The goal is to find a formula for the volume of a sphere $ x^2 + y^2 + z^2 \le R^2 $ cut by a cylinder $ (x - \frac{R}{2})^2 + y^2 \le \frac{R^2}{4} $
I was able to solve it using double integrals as follows:
The area of integration $D$ is
$ -\frac{\pi}{2} < \varphi < \frac{\pi}{2} $
$ 0 < r < R\cos\varphi $
and I am using polar coordinates to describe it
$ \left\{\begin{matrix} x=r\cos\varphi \\ y=r\sin\varphi \end{matrix}\right. $
I solve for $z$:
$ z=\pm \sqrt{R^2-r^2} $
I get the following integral
$$ V=2\int_{-\frac{\pi}{2}}^{\frac{\pi}{2}}d\varphi\int_{0}^{R\cos\varphi}\sqrt{R^2-r^2}rdr=$$ $$=2\int_{-\frac{\pi}{2}}^{\frac{\pi}{2}}[-\frac{1}{3}(R^2-r^2)^{\frac{3}{2}}]_{0}^{R\cos\varphi}d\varphi=$$ $$=2\int_{-\frac{\pi}{2}}^{\frac{\pi}{2}}(\frac{1}{3}R^3-\frac{1}{3}R^3\sin^3{\varphi})d\varphi=$$ $$=\frac{2}{3}R^3[\varphi]_{-\frac{\pi}{2}}^{\frac{\pi}{2}} - \frac{2}{3}R^3\int_{-\frac{\pi}{2}}^{\frac{\pi}{2}}\sin^3{\varphi}d\varphi=$$ $$=\frac{2}{3}\pi R^3-\frac{2}{3}R^3[\frac{\cos^3{\varphi}}{3}-\cos(\varphi)]_{-\frac{\pi}{2}}^{\frac{\pi}{2}}=$$ $$=\frac{2}{3}\pi R^3 $$
And everything would be fine, if not for the fact that the formula for volume of a sphere is $\frac{4}{3}\pi R^3$. On the below image I am clearly seeing room to fit a second symmetric cylinder on the opposite side of $yOz$ plane (grey one):
And my formula already adds up to $\frac{4}{3}\pi R^3$, with plenty of sphere's volume to spare. Where is the mistake?

Answer 1

(1) Issue 1 : You are actually calculating half the Volume of the Sphere , to get what you got , hence Doubling it will get the Volume of the Sphere.
(2) Issue 2 : You are not calculating the Intersection with Cylinder.

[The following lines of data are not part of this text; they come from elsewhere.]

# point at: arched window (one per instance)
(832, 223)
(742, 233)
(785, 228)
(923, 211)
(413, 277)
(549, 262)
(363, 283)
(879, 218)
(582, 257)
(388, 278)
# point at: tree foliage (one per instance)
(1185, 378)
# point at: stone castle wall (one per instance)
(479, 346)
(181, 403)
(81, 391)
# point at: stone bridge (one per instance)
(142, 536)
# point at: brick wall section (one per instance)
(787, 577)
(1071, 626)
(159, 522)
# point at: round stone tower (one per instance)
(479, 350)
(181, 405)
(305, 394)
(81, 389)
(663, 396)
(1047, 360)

(A) You are using $\varphi$ to get $r$ in terms of $R$ , along the $Z$ Direction , which is right.
More-over , you have to take that between $\pm pi/2$ , which is also right.

(B) You are then using the Same $\varphi$ to calculate $x$ & $y$ which is not right.
You have to use $\theta$ , along the $XY$ Plane , which will be between $\pm \pi$.
If you had used that , or used the limits $\pm \pi$ , you would have got the Volume of the whole Sphere.
Having used half the limits , you got half the Volume of the Sphere.

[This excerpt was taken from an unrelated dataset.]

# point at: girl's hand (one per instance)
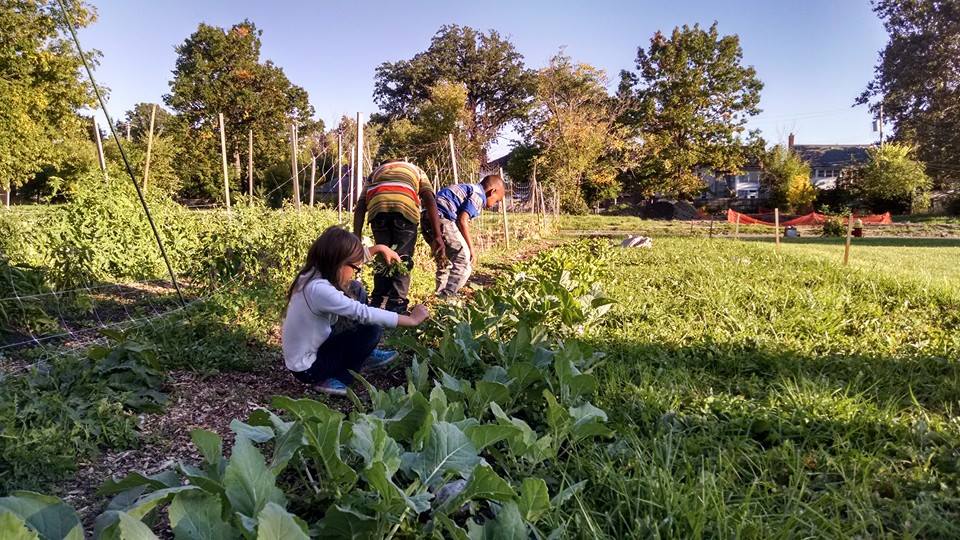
(419, 313)
(389, 256)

(C) Okay , then use $x = r \cos \theta$ & $y = r \sin \theta$ , to resolve Issue 1.
IMPORTANT : That is not Polar Co-ordinates. We have to use Spherical Co-Ordinates.

(D) You have to then handle the Issue 2 where you make the limits between the Cylinder.
You will get the tine slice along the $XY$ Plane , which will vary with the $Z$ Direction.

I will leave it till here. You might want to try to complete the Integral. In Case you have Difficulties , I will try to update this Post by tomorrow.